I have a client that bred his Female Shepherd Reign Van Tiekerhook to Barry von Casa Arado. (I train his dogs) After breeding Reign he has sent her to me to take over the whelping and imprinting for this litter. These will be very high drive puppies! My question is that I asked him to send me all the papers so that I can get this litter registered soon as they are born. Come to find out he only has her pink papers and never got her AKC registered. The stud has pink papers and is AKC registered. What is the best way to handle this. Should I rush and try to get the female AKC registered or can I get pink papers on these puppies? Today is day 63 for Reign so she is ready to drop these pups! Thank you for your help! Also what do you guys think of this breeding?


----------



## robk (Jun 16, 2011)

I am not the one to answer about the registration process but I love the female in this breeding! I bet she is one tough girl!


----------



## Shep's_Shepherd (Jan 18, 2012)

I'm no expert, but from what I understand, you can't get pink papers for the pups since they are (will be) born in the U.S. I believe you can only get pink papers from dogs born in Germany. I think AKC is your only choice and you'll have to obtain a "FOREIGN REGISTRATION" for the Sire, since he only has pink papers, then get the pups registered. 

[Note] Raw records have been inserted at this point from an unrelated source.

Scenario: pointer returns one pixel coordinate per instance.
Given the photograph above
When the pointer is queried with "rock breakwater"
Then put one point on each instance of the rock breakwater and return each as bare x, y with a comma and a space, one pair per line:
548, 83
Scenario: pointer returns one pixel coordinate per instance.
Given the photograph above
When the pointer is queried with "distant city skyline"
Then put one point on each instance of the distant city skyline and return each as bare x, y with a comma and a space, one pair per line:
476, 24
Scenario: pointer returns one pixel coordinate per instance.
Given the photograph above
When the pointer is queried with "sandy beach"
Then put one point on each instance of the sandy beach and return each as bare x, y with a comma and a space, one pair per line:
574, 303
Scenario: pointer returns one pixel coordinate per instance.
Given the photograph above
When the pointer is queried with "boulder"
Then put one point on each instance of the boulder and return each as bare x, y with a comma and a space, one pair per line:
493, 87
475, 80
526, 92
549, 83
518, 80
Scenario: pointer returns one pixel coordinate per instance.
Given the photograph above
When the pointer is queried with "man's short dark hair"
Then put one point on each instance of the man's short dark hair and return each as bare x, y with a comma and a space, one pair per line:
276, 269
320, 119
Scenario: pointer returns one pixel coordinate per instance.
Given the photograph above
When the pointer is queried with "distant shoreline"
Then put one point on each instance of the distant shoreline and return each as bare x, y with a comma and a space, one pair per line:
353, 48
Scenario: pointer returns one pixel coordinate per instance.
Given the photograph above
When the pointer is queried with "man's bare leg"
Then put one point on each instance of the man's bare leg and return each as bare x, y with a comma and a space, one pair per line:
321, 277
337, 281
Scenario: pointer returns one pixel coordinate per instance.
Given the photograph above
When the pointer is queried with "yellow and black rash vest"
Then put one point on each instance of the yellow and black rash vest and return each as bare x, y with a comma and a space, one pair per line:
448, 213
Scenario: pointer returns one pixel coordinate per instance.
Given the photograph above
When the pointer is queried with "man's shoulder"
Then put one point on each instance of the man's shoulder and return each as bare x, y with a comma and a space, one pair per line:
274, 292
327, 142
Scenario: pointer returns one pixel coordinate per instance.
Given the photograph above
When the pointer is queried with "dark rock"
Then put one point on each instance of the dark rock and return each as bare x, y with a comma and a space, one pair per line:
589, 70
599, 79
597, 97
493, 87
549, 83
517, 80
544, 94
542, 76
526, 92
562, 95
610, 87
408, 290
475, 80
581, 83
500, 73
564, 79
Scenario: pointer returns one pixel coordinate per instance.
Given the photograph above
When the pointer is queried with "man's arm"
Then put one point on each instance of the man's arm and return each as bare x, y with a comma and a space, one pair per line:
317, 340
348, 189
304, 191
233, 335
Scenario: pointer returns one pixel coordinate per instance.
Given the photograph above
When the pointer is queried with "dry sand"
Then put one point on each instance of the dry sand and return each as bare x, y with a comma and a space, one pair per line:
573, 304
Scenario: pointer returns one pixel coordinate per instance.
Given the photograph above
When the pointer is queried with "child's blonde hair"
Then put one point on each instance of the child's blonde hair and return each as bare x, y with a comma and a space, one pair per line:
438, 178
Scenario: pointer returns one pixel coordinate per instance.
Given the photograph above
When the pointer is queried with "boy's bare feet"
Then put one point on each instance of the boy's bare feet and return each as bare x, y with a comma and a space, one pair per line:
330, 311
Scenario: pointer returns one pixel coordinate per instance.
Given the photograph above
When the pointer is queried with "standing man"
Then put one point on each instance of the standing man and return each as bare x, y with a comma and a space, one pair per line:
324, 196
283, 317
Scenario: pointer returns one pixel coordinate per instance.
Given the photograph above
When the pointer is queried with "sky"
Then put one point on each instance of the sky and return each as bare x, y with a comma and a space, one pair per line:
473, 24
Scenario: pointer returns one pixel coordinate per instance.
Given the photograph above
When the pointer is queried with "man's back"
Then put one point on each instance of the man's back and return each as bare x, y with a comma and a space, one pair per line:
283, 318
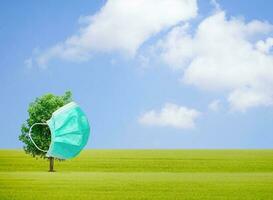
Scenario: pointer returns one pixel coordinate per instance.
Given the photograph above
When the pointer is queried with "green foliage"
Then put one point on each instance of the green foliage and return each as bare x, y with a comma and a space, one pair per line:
40, 111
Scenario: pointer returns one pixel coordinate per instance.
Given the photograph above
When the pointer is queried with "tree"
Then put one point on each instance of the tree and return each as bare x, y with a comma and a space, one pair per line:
40, 111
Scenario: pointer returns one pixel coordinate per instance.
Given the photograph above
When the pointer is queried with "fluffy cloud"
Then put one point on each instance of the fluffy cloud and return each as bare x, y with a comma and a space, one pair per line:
122, 26
225, 55
171, 115
215, 105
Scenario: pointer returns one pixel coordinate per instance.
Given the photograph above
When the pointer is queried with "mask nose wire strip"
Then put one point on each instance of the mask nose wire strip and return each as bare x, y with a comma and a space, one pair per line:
29, 134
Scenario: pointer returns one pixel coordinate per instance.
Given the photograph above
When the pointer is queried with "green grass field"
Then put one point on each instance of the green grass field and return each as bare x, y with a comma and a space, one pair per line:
140, 174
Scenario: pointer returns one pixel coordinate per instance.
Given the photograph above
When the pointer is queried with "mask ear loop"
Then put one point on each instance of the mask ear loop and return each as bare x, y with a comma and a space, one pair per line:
29, 134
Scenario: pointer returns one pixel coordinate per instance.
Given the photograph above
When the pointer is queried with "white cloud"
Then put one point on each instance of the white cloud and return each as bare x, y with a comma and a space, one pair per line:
171, 115
28, 63
215, 105
122, 26
224, 55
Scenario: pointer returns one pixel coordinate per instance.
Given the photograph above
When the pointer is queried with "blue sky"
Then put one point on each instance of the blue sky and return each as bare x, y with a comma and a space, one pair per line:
200, 79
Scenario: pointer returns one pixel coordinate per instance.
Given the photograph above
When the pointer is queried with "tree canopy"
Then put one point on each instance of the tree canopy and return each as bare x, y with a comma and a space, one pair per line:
40, 111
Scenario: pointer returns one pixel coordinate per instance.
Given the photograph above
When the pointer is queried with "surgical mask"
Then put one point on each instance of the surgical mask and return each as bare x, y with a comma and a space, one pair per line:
69, 130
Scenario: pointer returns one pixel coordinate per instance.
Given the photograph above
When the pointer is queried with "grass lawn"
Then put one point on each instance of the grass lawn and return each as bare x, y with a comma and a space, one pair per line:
140, 174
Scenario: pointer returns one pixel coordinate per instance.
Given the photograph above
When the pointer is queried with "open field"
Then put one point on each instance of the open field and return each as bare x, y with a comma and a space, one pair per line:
140, 174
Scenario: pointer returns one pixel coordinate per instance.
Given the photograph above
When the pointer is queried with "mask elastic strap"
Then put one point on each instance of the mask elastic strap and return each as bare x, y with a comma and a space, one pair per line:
29, 134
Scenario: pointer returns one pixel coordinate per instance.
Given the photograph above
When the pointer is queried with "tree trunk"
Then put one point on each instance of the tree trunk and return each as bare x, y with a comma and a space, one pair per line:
51, 164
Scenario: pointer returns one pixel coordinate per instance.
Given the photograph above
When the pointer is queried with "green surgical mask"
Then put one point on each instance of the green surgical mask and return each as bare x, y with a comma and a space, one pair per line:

Here's how to go about getting an AKC registration for the sire with only Pink Papers:


*The items listed below must be submitted for the AKC to consider registration (this information is also printed on the form):*
The properly completed application, signed in ink.
The $50.00 registration fee, payable in U.S. funds – do not send cash.
A clear and legible photocopy of the original Certificate of Registration indicating the dog's registry and owner of record - do not send the original certificate.
A clear and legible photocopy of the three-generation Certified Pedigree (or Export Pedigree, where applicable). If both the sire and dam of the dog identified on the application are AKC registered, print the AKC registration number of the sire and dam in the appropriate spaces on the front of the application. In this case, you may omit the copy of the Certified Pedigree. *Do not send the original pedigree.*
All foreign dogs being registered with the AKC are required to have positive identification. This section of the application must be completed to show: a) the type of identification (tattoo, microchip, DNA profile), b) the identifying information and its location on the dog, and c) the registry recording the identifying information. The identification may be done after the dog is in the United States, but prior to AKC registration.
Two three-by-five-inch color photographs, providing close-up front and side views of the dog in a standing position, are required.
...Hope that helps! If I mistaken, hopefully some much more knowledgeable with this topic can chime in. Good luck.


----------



## BlackthornGSD (Feb 25, 2010)

You can't register the puppies in another country unless they were born there. 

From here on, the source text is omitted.